My problem is that the output to my Raster to Polygon is too complex and large in file size. How do I simplify it so it is more manageable to share, display, and work with as a feature class and as a shapefile?
Details: ArcGIS Pro 2.8
The output from the raster to polygon is so complex and the file size seems much larger than it needs to be. How do I simplify my feature class output so it is more manageable to share, display, and work with?
Is it a matter of adjusting parameters on the tools in my process?

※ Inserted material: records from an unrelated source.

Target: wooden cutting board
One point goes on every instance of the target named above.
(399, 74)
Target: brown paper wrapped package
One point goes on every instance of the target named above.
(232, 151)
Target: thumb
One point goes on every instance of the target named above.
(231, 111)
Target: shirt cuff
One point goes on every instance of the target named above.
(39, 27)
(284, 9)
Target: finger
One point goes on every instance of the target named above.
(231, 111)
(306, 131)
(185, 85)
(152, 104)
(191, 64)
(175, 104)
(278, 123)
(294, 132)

Or is there a generalizing tool that is best suited?
Thanks for your consideration!
It all depends on your raster, but you may want to generalize the raster before converting to vector
An overview of the Generalization toolset—ArcGIS Pro | Documentation
has lots of tools to generalize, for instance
Aggregate (Spatial Analyst)—ArcGIS Pro | Documentation
but do the generalization on the raster before reclassification.

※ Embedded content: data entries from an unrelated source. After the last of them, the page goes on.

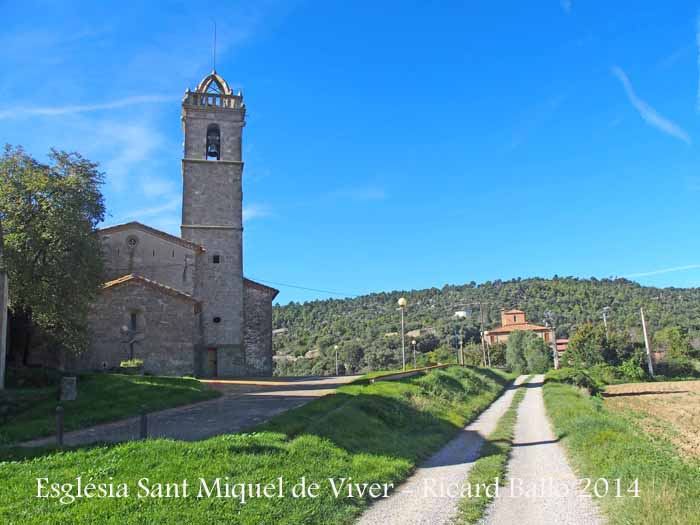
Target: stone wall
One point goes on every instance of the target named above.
(169, 324)
(257, 338)
(152, 256)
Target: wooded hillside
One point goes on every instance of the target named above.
(366, 327)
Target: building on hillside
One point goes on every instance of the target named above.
(182, 304)
(512, 320)
(421, 332)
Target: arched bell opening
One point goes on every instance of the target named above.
(213, 142)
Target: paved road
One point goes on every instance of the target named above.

Majority Filter (Spatial Analyst)—ArcGIS Pro | Documentation
can get rid of fiddly-bits that are small and will simplify this to
The options are there, the one, or process, that works best for your may take some experimentation. These are but two examples
Another solution is don't write it to a shapefile. These are a very old format, persisting, in my opinion because they have been adopted by the open source community.
A file geodatabase is superior, faster and you can even compress the data into a smaller file size.
Another thing to try is go the Environment Settings for the Slope GP tool and set the Cell Size to a higher value like 5 m. Rerun your workflow and save it out to file geodatabase raster dataset. From there, run the Raster to Polygon GP tool and do not check "Simplify Features" I think you'll get a better output.
Hi Daniel
Have you tried the tool's 'simplify' option?
Simplify polygons (Optional) | Determines if the output polygons will be smoothed into simpler shapes or conform to the input raster's cell edges.
| Boolean |
Also, the Create Multipart Features option will reduce the number of separate features by combining outer loops containing the same cell attribute into a single feature containing a multi-part polygon.